Large language models (LLMs) have achieved remarkable progress in natural language processing, yet their ability to perform complex logical reasoning remains limited. Existing approaches such as prompting, retrieval-augmented generation, and parameter-efficient fine-tuning (PEFT) provide partial improvements but often suffer from prompt sensitivity, semantic compression, or additional computational cost. In this work, we propose a Residual Feature Enhancement (RFE) module, a lightweight architectural component designed to strengthen reasoning ability while maintaining computational efficiency. RFE integrates a dimension-preserving linear transformation, SwiGLU nonlinear activation, and residual connections to enrich attention outputs without altering the backbone structure. We conducted comprehensive experiments across six reasoning and comprehension benchmarks—LogiQA, ReClor, LogiQA2.0, GSM8K, HellaSwag, and MBPP—covering deductive reasoning, standardized test comprehension, commonsense inference, and program synthesis. Results demonstrate that ChatGLM4-9B augmented with RFE consistently achieves superior performance compared with both adapter-based methods and larger-scale baselines.
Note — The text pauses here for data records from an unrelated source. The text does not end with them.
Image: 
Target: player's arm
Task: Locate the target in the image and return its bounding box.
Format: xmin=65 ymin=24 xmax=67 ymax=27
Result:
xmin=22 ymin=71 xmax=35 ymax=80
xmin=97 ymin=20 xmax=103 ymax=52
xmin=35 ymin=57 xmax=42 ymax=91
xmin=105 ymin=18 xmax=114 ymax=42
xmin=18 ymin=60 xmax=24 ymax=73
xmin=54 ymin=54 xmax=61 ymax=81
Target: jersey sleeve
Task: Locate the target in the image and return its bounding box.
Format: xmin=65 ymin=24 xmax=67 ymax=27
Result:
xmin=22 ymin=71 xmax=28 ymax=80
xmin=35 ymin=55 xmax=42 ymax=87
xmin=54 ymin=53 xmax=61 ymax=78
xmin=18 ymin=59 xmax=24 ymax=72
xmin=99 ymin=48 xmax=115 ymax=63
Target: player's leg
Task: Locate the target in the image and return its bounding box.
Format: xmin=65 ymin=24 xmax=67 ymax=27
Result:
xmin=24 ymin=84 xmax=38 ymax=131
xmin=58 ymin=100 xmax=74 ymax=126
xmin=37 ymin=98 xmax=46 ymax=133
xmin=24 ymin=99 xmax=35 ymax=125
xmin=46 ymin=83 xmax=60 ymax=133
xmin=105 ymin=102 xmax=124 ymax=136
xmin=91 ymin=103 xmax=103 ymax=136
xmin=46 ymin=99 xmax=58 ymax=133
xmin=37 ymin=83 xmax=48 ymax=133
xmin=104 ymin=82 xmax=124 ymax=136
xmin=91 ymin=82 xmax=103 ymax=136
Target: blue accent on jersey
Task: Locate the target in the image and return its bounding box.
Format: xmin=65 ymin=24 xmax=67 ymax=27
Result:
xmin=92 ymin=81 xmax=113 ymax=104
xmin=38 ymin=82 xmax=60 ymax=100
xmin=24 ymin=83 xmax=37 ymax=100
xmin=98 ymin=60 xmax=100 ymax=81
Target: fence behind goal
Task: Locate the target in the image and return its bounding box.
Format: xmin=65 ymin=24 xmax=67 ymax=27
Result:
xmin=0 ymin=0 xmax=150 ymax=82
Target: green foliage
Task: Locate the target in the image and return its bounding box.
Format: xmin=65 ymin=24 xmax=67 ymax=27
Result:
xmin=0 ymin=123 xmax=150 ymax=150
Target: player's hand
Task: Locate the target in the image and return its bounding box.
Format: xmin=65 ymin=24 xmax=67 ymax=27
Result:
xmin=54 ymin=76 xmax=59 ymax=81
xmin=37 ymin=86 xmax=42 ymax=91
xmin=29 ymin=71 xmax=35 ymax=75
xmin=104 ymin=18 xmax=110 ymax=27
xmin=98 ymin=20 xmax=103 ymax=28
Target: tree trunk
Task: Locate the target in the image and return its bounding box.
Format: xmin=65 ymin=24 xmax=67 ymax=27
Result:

Specifically, ChatGLM4-9B+ RFE attains 68.20% on LogiQA, 82.00% on ReClor, 79.74% on LogiQA 2.0, 95.68% on GSM8K, 72.42% on HellaSwag, and 56.82% on MBPP, all of which surpass the Adapter mechanism (67.68%, 81.15%, 78.52%, 94.47%, 66.85%, 55.02%) and show clear advantages over open-source baselines such as Qwen1.5-MoE-A2.7B, Llama3.1-8B, and DeepSeek distilled models. Ablation studies further confirm that removing RFE leads to performance degradation of up to 3.84 percentage points, and convergence analysis shows improved stability and faster training.